La directive « détachement » de 1996 n’oblige pas, en effet, les États membres à fixer des salaires minimaux. Elle favorise ainsi le développement d’un dumping social fondé sur l’exportation vers certains pays de travailleurs rendus compétitifs par un coût du travail plus faible, en raison du maintien de l’affiliation au système de sécurité sociale du pays d’origine, ce qui représente pour les employeurs un avantage comparatif non négligeable lorsqu’il s’agit des pays où les charges sociales sont les plus faibles.

Comment s’étonner dès lors que son application ait abouti à toutes sortes de dérives que nos salariés payent aujourd’hui ? La directive « détachement » n’a pas évité le dumping social, il l’a au contraire favorisé, grâce, si j’ose dire, à une mise en concurrence de fait des normes sociales en Europe et à un alignement par le bas du coût du travail et de la protection sociale.

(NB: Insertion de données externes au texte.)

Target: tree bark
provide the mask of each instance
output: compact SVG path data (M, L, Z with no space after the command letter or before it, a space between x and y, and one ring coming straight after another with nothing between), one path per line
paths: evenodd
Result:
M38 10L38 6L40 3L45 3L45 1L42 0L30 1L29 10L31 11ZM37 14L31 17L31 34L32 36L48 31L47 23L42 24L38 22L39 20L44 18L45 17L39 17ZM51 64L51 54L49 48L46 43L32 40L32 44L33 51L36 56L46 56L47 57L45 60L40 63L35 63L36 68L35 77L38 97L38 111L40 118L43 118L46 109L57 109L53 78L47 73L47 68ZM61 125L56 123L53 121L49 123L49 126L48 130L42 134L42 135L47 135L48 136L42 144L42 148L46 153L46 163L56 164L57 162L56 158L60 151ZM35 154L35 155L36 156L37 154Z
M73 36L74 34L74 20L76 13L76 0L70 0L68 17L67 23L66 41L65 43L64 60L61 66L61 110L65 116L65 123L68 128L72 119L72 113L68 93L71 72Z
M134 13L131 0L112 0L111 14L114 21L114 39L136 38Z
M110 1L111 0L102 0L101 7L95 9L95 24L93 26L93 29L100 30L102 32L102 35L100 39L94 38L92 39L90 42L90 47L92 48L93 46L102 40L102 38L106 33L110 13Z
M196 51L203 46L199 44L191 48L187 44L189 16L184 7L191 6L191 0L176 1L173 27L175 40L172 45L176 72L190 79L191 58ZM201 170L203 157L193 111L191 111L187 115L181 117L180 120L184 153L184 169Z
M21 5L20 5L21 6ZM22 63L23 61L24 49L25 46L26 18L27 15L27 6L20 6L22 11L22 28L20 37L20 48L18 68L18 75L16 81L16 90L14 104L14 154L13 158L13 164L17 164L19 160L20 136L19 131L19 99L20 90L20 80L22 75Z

La directive a ouvert la voie aux travailleurs low cost, dont l’existence et l’exploitation sont rendues possibles par l’absence de salaire minimum dans certains pays européens. Le rapport de notre ami sénateur Éric Bocquet sur les normes européennes en matière de détachement des travailleurs a mis en lumière le développement délétère de l’emploi de salariés low cost par le biais de la fraude au détachement.

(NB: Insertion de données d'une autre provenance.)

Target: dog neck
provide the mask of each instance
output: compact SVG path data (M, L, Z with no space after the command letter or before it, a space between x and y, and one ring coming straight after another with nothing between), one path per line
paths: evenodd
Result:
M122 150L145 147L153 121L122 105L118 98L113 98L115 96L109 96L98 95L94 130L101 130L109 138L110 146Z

L’absence de véritables dispositifs de contrôle administratif et coercitif favorise, en effet, le développement de détachements qui n’en sont pas, un abus de droit lui-même favorisé par un dispositif de contrôle minimaliste et inefficace. En effet, les années de RGPP sont passées par là et ont ravagé les conditions de contrôle de l’inspection du travail et l’exercice des missions des DIRECCTE sur le territoire national, effets dévastateurs parmi d’autres de la réduction des dépenses publiques.

Le statut de travailleur détaché est devenu ainsi un instrument de la compétition économique et de la concurrence sociale en Europe, notamment dans les secteurs de la construction, du BTP et de l’agroalimentaire.

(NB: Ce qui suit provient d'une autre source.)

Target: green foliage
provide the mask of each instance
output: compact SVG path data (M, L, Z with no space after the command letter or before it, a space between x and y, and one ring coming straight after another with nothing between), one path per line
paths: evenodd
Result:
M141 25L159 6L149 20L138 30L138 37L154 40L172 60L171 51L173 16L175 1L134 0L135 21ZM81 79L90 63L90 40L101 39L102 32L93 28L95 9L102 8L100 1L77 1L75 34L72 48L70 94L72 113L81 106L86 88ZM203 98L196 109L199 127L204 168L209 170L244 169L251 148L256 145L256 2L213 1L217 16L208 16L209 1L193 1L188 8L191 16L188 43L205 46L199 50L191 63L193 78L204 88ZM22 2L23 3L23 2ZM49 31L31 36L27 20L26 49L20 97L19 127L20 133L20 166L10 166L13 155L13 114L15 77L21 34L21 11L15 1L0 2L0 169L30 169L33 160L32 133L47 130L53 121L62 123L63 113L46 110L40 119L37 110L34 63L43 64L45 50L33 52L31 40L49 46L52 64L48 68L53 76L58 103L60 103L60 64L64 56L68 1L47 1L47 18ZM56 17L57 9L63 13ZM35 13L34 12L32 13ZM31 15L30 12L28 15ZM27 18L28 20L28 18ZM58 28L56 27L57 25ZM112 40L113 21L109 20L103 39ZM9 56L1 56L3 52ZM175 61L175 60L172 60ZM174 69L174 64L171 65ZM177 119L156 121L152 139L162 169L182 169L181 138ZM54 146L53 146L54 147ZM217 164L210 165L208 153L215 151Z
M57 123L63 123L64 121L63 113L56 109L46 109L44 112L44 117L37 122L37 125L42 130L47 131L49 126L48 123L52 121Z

Ces pratiques systématiques et délibérées d’optimisation sociale se sont accrues avec l’adhésion de pays d’Europe de l’Est présentant par rapport à notre propre système de très fortes disparités de conditions salariales et de couverture sociale. La crise économique qui frappe durement les pays d’Europe du Sud, accroissant plus encore les disparités sociales au sein de l’Union, est venue alimenter ces optimisations sociales.

La forte augmentation du nombre de travailleurs détachés en France, entre 150 000 et 300 000, met en lumière ces abus en tous genres. Prenons le secteur du bâtiment, qui concentre un nombre considérable de travailleurs détachés. Les annonces d’agences d’intérim de Pologne ou de Roumanie fleurissent sur internet et inondent les boîtes mail des clients potentiels, avec des arguments de vente sans ambiguïté dont voici un exemple : Vous recherchez de la souplesse, des faibles coûts, de la qualité et la légalité ? La solution pour vos recrutements : les travailleurs polonais et roumains en intérim. Nous sommes en mesure de vous proposer, dans les métiers du bâtiment, des carreleurs, plaquistes, maçons, couvreurs, plombiers, électriciens. Et suit évidemment l’énumération de nombreux avantages. Parmi eux, les coûts horaires très attractifs, entre 12 et 18 euros TTC selon les qualifications, contre 24 euros au moins en France.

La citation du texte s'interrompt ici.